To nie jest spontaniczna akcja, to wygląda to na zorganizowany schemat - mówił Dariusz Rosati (KO). Komentował w ten sposób reportaż "Czarno na białym" o finansowaniu kampanii europosłów PiS. - Ta sprawa na pewno powinna zostać zweryfikowana - dodał Marek Biernacki (PSL). Bolesław Piecha (PiS) argumentował, że "to jest zgodne z prawem", bo "osoby powołane do spółek Skarbu Państwa nie są pozbawione praw obywatelskich".
Dziennikarze Grzegorz Łakomski i Dariusz Kubik przeanalizowali finansowanie kampanii wyborczych kandydatów PiS w ostatnich wyborach do europarlamentu. Ustalili, że znaczną część tych kampanii sfinansowały osoby sprawujące kierownicze stanowiska w zależnych od rządu spółkach i zależnych od PiS instytucjach państwowych. Rezultaty dziennikarskiego śledztwa można zobaczyć w reportażu "Do spółki z PiS. Parakampania".

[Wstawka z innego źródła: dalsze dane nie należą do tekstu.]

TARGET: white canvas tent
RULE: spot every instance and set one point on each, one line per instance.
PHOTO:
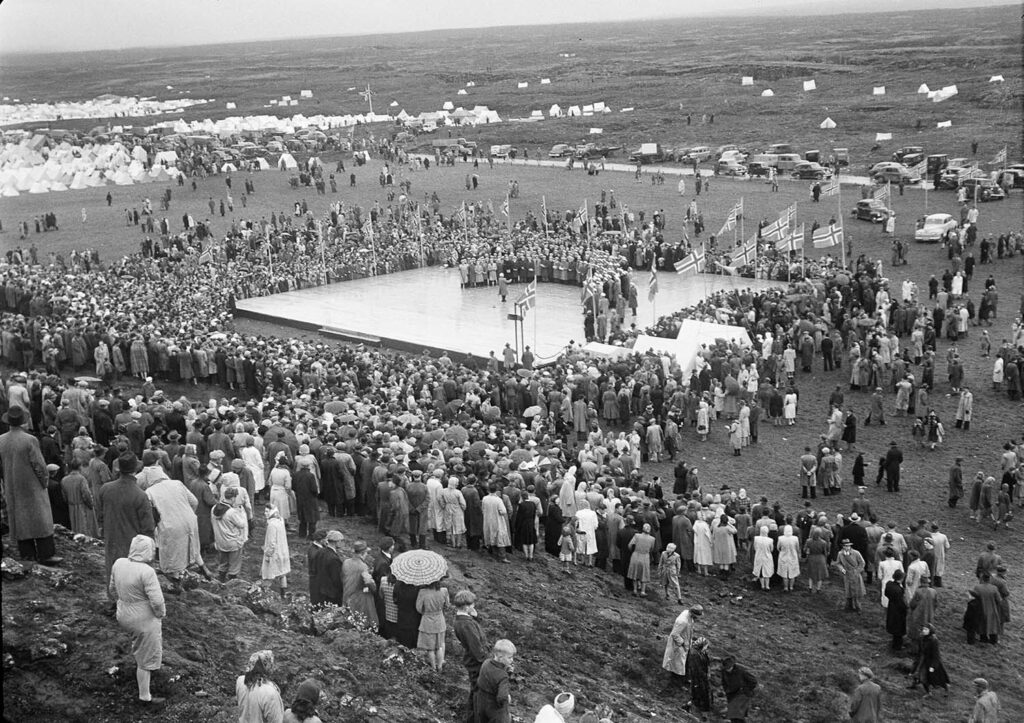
(694, 335)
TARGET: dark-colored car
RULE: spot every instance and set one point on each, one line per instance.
(871, 210)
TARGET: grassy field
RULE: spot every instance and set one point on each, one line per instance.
(584, 633)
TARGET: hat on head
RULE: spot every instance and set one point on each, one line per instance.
(14, 417)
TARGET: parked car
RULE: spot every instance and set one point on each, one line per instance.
(985, 188)
(697, 153)
(888, 172)
(909, 155)
(809, 170)
(933, 227)
(756, 168)
(731, 167)
(871, 210)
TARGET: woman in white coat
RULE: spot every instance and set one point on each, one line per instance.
(702, 556)
(788, 557)
(276, 560)
(764, 564)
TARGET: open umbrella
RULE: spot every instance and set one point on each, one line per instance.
(419, 567)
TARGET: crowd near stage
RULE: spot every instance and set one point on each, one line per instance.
(426, 308)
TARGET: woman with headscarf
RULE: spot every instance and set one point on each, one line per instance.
(698, 671)
(303, 708)
(527, 517)
(702, 554)
(281, 485)
(454, 510)
(140, 606)
(276, 563)
(929, 669)
(764, 563)
(357, 582)
(639, 569)
(788, 557)
(258, 696)
(724, 545)
(816, 551)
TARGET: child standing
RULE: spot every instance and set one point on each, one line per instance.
(567, 547)
(671, 563)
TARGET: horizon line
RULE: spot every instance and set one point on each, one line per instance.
(749, 12)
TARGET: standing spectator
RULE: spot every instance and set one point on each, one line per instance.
(470, 634)
(140, 605)
(123, 511)
(986, 708)
(230, 532)
(739, 685)
(276, 563)
(25, 490)
(493, 695)
(258, 696)
(865, 704)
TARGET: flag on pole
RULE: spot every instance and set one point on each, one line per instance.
(830, 188)
(827, 238)
(774, 231)
(693, 261)
(730, 221)
(528, 298)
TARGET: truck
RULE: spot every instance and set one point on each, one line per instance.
(647, 153)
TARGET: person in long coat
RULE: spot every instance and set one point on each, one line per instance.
(123, 511)
(26, 482)
(724, 544)
(139, 609)
(930, 671)
(276, 560)
(764, 563)
(177, 530)
(81, 503)
(357, 582)
(788, 557)
(895, 609)
(496, 523)
(453, 506)
(474, 516)
(677, 645)
(991, 607)
(702, 556)
(851, 564)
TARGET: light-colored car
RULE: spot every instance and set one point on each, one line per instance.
(934, 226)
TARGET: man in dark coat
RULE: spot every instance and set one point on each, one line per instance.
(894, 458)
(474, 642)
(305, 488)
(738, 684)
(326, 581)
(26, 482)
(418, 509)
(123, 511)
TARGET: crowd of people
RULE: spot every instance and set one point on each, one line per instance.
(497, 458)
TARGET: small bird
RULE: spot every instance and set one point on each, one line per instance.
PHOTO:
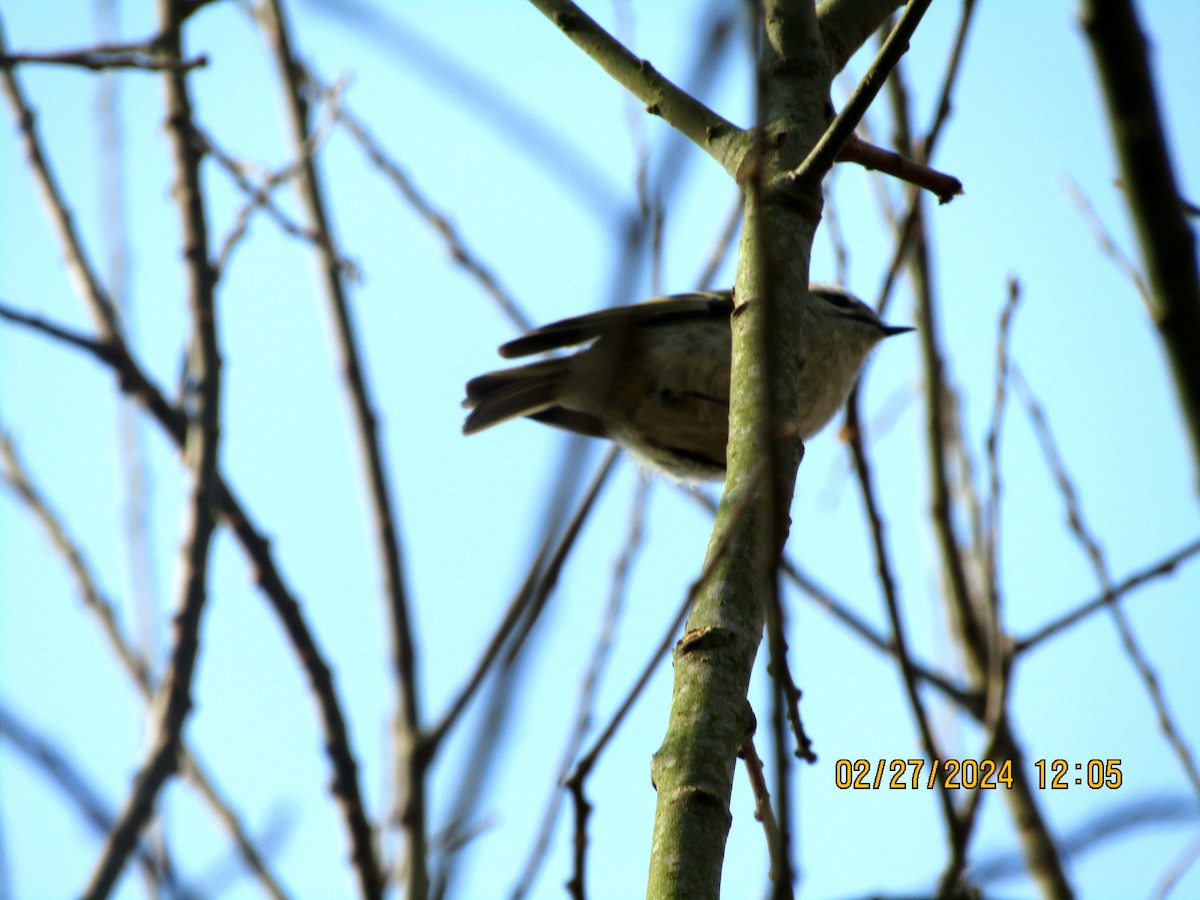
(655, 376)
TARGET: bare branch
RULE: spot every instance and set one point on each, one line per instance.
(712, 133)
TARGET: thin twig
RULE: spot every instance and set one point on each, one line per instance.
(173, 701)
(460, 252)
(589, 685)
(112, 351)
(719, 138)
(1167, 565)
(408, 763)
(18, 478)
(1095, 555)
(821, 157)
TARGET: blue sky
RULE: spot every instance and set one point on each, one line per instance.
(1026, 118)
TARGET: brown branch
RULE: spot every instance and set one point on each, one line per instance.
(460, 253)
(173, 701)
(1095, 555)
(18, 478)
(1168, 244)
(763, 813)
(712, 133)
(147, 55)
(73, 785)
(892, 604)
(589, 685)
(409, 766)
(1167, 565)
(945, 187)
(111, 349)
(821, 157)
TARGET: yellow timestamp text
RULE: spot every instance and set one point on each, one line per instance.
(916, 774)
(1061, 774)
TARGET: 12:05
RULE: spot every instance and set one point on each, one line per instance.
(1099, 773)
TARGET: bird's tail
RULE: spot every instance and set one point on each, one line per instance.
(496, 397)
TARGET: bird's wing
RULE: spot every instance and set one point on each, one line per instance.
(659, 311)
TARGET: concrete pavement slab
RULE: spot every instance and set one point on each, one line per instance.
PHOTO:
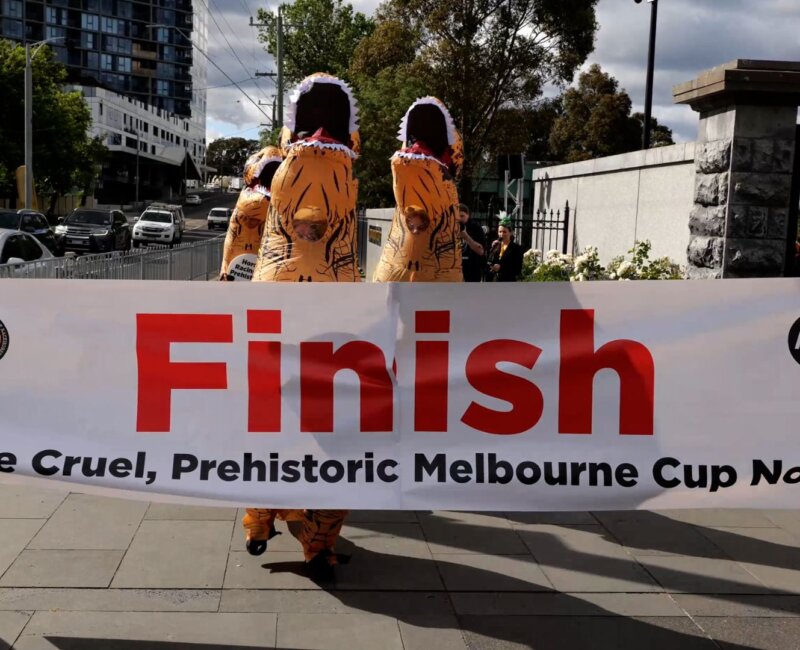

"Wygląda na zorganizowany schemat. To nie jest spontaniczna akcja"
O ustaleniach dziennikarzy mówili w piątek politycy w Sejmie. Dariusz Rosati z Koalicji Obywatelskiej stwierdził, że "wygląda to na zorganizowany schemat". - To nie jest spontaniczna akcja osób zainteresowanych wyborem, które z własnej kieszeni finansują, wspierają kampanię, ale ma to znamiona planu finansowego - powiedział.
Zdaniem posła "należy się przyjrzeć temu, czy nie zostały wykorzystane pieniądze publiczne, czy pozycja kandydatów do europarlamentu nie pozwoliła na wywieranie presji, wpływu na spółki, w których osoby świadczące to datki były zatrudniane". - Wygląda to dość podejrzanie - ocenił.
"Szefowie Orlenu musieli się opłacić najważniejszym osobom w partii rządzącej"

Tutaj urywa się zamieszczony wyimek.